Probably a few. The bigger issue for Busch and all competitors is staying on the right side of NASCAR’s complex rule book.

“If we’re supposed to be self-policing, how are we supposed to do that?” Busch said. “Tell me what is and isn’t OK.”

Bowman was the points leader leaving Richmond and slid to seventh after the NASCAR penalties. He’s off to the best start of his Cup Series career and is not frustrated with the scrutiny. “I feel like my team, we did a really good job of overcoming the first one and staying plugged in and not letting it get to us,” he said at Bristol. “I’m confident we can do that throughout the second one as well.”

Hendrick Motorsports said it would decide on a possible appeal after Bristol.

Right now, the job for all competitors is figuring out how to best handle NASCAR’s lone dirt layout on the schedule.

That was evident a year ago when Busch was likely out of the mix on the final lap as leaders Tyler Reddick and Chase Briscoe closed in on the finish line. But both slid from contention on the slippery surface and Busch cruised into the winner’s circle.

Kyle Larson, the winner last week at Richmond and the 2021 NASCAR champion, took the pole at Bristol with the most points in the four heat races. Austin Dillon is second followed by J.J. Yeley, Christopher Bell, Busch and Reddick.

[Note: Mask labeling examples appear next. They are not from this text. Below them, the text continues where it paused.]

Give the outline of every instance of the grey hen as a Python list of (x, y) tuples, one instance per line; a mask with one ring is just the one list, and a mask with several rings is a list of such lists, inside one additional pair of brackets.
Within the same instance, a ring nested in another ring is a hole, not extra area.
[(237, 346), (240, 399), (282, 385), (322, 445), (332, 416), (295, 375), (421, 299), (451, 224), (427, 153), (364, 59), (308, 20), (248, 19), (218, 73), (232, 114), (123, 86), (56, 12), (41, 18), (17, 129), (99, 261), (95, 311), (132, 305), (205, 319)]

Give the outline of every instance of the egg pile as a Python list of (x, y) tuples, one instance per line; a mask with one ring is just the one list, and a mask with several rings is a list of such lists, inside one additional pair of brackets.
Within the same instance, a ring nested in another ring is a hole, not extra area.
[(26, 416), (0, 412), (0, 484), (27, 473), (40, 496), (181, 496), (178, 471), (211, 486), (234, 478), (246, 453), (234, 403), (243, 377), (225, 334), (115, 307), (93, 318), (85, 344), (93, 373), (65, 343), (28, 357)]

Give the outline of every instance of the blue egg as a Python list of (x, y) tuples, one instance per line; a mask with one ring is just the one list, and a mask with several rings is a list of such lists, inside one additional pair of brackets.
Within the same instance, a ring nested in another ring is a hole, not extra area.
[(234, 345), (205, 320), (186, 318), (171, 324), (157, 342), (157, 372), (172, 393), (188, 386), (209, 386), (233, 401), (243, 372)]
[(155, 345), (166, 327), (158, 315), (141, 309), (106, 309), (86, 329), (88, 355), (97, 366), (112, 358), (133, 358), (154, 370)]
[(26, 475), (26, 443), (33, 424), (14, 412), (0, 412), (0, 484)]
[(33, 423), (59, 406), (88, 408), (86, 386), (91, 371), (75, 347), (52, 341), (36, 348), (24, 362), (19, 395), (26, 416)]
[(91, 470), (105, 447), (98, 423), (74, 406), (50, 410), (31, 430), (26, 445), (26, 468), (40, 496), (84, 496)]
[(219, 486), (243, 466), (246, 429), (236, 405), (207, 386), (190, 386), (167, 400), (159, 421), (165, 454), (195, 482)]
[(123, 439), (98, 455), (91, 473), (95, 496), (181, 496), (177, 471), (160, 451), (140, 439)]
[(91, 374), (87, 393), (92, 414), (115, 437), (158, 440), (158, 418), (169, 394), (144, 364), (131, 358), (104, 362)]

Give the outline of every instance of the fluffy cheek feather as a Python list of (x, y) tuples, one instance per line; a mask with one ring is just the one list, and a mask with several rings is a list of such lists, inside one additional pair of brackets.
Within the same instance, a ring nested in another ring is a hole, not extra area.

Austin Cindric, Ryan Preece, Ryan Blaney and Byron round out the top 10.

Larson, who won a Late Model dirt race this week, would love his chances if he drove a standard dirt cart sliding through the corners of the half-mile track. Instead, the Next Gen cars are heavier and harder to maneuver with confidence.

“I maybe can read a (dirt) track better than (most) people, but now this is our third year on it, so I think everybody has kind of got a good idea of what to look for,” Larson said.


Tyler Reddick, an experienced dirt racer, is favored to close the deal this year and win at Bristol, according to FanDuel Sportsbook.

Reddick is a 5-1 favorite to take the race, followed by Kyle Larson (5.5-1), Christopher Bell (7.5-1), Chase Briscoe (8.5-1), Joey Logano (10-1). Defending champion Kyle Busch and two-time season winner William Byron were at 13-1.


It’s a drone and it will hover over Bristol sending an LED marker on the track for drivers to signify the choose area ahead of restarts in the NASCAR Cup Series on Sunday.

It’s the first time drivers can pick a lane on a dirt restart, darting to the left of the marker to choose the inside lane or right for the outside lane. The drone will fly to the frontstretch just past the start/finish line, with the box lighting up to signify the choose zone.

“I think it’s neat. It’s a unique way of doing it, right?” reigning NASCAR champ Joey Logano said.


Rick Ware Racing announced its driver, Cody Ware, would not drive the No. 51 car at Bristol this weekend due to a personal matter and asked for privacy going forward. The organization, owned by Cody’s father, did not detail anything else about the driver’s reason for stepping away. It said veteran Matt Crafton would pilot the car on the half-mile dirt layout.